Lesson 1 - Foundations of Decision Trees

Welcome to Decision Trees

This lesson introduces the decision tree, one of the most intuitive and widely used models in machine learning. You will learn what a tree is made of, how it asks a sequence of yes/no questions to reach a prediction, and how it decides which question to ask first. Along the way you will meet two measures of “messiness” called Gini impurity and entropy, and you will read a real tree trained on the Adult Income dataset.

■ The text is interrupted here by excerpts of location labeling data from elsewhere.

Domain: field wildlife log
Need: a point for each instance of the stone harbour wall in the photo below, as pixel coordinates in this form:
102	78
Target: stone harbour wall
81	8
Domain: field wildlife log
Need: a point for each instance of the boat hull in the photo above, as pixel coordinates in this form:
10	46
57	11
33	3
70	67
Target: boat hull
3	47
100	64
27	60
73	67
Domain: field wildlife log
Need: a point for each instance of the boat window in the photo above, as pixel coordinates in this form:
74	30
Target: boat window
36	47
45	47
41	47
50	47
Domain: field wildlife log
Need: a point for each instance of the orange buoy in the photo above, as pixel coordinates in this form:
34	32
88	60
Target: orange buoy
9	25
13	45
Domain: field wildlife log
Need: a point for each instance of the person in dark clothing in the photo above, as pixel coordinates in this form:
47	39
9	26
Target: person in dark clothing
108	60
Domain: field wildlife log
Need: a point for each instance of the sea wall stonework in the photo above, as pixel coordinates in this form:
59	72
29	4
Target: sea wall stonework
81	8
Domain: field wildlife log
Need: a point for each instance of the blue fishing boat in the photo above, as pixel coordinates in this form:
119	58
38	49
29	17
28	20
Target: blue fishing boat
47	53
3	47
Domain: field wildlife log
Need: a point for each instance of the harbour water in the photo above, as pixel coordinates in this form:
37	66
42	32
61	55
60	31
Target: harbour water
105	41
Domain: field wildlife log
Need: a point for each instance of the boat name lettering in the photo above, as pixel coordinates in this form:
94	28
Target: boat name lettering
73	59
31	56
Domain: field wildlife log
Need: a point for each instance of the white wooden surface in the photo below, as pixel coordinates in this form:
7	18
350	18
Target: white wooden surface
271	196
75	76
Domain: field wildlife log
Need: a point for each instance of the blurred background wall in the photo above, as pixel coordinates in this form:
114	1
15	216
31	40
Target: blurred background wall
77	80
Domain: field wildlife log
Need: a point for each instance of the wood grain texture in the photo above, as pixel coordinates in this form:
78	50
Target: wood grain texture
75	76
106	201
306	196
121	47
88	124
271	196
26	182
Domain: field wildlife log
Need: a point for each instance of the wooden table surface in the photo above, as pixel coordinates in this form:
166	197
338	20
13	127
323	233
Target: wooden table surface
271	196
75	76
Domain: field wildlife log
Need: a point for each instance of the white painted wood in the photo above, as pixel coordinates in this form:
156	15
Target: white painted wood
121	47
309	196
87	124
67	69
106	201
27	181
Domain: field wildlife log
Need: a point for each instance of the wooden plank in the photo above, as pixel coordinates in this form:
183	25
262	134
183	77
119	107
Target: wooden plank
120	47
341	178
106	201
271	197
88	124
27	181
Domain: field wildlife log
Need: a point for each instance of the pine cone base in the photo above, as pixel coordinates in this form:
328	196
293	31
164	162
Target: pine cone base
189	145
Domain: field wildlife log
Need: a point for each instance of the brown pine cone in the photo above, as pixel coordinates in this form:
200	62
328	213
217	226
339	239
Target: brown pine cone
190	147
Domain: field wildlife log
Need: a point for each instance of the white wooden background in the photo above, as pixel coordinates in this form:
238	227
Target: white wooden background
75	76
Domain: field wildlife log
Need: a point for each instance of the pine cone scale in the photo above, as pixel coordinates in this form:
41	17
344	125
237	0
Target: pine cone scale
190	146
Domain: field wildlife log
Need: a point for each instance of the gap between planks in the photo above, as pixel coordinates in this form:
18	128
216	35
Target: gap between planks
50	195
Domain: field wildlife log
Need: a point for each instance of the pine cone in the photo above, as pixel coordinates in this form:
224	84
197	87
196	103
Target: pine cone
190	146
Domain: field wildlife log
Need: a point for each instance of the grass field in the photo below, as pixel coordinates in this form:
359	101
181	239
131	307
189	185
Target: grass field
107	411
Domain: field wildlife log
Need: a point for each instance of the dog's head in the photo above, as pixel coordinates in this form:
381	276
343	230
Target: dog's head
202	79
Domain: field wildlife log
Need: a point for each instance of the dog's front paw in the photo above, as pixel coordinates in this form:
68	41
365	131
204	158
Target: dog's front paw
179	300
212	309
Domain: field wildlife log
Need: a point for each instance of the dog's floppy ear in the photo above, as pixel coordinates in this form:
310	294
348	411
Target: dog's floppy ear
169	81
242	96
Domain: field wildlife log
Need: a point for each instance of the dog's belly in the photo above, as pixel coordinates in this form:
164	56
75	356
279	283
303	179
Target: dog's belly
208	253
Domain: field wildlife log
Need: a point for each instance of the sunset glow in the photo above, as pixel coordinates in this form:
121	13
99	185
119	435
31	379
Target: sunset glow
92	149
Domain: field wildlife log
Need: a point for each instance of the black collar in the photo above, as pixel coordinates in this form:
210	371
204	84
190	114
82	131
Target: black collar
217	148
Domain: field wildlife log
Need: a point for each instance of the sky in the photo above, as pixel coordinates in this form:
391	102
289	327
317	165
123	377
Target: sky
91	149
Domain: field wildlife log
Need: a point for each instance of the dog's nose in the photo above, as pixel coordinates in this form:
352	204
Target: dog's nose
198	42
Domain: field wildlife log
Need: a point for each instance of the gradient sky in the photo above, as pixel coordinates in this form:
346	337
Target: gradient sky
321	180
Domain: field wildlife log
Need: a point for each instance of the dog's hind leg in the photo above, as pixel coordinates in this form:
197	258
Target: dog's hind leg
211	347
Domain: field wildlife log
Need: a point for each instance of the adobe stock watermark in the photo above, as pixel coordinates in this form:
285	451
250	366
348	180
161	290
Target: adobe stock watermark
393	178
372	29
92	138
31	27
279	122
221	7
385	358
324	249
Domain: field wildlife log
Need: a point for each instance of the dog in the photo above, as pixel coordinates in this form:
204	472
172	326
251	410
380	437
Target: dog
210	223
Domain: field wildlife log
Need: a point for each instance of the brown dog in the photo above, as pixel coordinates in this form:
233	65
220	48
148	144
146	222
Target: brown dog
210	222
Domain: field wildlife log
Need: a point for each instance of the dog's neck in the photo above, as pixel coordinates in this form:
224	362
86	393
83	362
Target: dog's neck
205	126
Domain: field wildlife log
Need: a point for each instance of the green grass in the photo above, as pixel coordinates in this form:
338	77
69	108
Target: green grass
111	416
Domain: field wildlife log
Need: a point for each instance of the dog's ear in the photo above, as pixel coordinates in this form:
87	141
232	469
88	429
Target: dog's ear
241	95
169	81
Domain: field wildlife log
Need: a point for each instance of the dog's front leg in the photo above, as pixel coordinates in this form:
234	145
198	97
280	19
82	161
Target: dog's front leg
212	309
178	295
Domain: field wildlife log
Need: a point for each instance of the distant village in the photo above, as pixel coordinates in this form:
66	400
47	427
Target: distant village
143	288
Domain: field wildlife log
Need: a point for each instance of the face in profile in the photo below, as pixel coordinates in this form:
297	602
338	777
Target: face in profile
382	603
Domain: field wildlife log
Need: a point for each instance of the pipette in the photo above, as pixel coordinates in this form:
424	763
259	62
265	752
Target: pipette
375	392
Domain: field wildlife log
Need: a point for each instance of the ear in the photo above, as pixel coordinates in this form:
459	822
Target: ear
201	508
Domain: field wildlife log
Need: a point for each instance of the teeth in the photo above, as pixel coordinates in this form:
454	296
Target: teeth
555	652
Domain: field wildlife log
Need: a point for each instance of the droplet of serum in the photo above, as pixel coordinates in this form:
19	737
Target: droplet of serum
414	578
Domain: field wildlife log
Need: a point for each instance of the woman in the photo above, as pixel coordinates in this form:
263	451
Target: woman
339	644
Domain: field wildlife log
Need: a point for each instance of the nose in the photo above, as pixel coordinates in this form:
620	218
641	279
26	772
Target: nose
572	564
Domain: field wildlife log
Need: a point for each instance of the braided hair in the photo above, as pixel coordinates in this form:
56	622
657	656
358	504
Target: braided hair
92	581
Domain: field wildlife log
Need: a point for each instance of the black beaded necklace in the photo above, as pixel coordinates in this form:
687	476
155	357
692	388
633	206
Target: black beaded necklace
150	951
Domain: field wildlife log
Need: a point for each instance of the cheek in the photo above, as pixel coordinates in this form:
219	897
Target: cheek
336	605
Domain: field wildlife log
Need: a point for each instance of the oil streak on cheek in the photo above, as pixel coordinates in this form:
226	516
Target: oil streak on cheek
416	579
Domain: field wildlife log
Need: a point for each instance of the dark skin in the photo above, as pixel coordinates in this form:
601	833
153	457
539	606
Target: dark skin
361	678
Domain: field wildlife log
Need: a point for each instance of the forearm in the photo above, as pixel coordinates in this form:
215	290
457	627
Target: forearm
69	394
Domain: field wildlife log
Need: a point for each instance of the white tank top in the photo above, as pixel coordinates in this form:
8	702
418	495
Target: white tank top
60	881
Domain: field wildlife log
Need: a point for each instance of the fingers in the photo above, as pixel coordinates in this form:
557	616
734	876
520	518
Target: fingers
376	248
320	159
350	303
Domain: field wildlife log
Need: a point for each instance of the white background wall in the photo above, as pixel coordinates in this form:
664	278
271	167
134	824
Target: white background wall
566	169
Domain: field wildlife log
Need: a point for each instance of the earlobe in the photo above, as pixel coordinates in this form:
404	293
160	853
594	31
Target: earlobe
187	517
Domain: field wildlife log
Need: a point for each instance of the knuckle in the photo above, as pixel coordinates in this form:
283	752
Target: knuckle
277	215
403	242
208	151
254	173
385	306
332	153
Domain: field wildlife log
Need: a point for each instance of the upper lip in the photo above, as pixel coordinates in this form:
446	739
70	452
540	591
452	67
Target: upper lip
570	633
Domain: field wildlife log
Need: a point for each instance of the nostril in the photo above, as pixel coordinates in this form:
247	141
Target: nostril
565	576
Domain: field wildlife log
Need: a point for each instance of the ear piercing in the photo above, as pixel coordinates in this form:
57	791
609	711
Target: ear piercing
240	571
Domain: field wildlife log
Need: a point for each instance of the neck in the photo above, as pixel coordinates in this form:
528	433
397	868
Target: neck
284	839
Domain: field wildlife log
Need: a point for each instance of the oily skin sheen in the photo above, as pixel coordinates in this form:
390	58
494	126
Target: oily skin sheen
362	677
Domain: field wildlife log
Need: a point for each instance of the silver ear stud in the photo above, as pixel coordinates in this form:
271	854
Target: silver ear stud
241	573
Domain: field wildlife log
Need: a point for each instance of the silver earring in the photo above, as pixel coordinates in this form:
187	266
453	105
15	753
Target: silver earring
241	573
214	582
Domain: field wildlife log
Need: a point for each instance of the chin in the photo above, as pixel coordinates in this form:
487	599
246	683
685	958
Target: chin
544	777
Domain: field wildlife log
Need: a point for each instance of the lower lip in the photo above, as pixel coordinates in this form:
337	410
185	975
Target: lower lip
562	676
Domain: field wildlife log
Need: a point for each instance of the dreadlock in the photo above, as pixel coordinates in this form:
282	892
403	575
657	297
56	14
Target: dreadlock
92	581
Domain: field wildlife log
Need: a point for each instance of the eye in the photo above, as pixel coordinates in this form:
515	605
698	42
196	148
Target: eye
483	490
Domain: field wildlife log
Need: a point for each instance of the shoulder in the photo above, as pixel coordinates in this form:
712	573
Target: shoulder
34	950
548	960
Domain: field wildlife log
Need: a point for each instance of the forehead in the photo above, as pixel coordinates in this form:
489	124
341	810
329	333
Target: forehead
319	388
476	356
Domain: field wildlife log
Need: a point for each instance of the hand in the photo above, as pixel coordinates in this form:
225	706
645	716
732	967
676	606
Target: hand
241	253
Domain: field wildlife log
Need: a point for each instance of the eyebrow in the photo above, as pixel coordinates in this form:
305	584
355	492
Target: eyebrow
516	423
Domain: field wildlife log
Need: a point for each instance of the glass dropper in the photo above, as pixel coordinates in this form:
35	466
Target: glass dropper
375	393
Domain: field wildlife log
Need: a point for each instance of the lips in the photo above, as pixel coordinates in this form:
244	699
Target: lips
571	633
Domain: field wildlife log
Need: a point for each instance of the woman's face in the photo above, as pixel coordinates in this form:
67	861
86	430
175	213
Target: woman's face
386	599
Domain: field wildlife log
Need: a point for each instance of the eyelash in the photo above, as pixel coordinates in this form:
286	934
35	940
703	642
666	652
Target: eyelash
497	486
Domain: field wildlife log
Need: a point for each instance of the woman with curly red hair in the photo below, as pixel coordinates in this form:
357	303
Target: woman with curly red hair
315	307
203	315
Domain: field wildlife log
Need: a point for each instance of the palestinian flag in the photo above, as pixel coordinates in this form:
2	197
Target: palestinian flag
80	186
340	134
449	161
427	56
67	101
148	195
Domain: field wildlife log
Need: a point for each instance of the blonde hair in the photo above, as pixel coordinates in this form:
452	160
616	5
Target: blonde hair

By the end of this lesson, you will be able to:

  • Describe the parts of a decision tree: nodes, splits, branches, and leaves
  • Explain how a tree classifies a new observation by following yes/no questions
  • Measure how mixed a group of labels is using Gini impurity and entropy
  • Explain how a tree chooses the best split by reducing impurity
  • Read a small depth-3 decision tree and trace a prediction through it

You should be comfortable with basic Python, pandas, and the idea of features and a target from the foundations module. No prior knowledge of trees is needed. Let’s begin.


What Is a Decision Tree?

Imagine you are trying to guess whether a person earns more than 50,000 dollars a year. You cannot see their bank statement, but you can ask questions. You might start with: “Are they married?” If yes, the odds of a high income go up. Then: “Did they finish more years of education?” If yes, the odds rise again. Each question narrows things down until you feel confident enough to make a guess.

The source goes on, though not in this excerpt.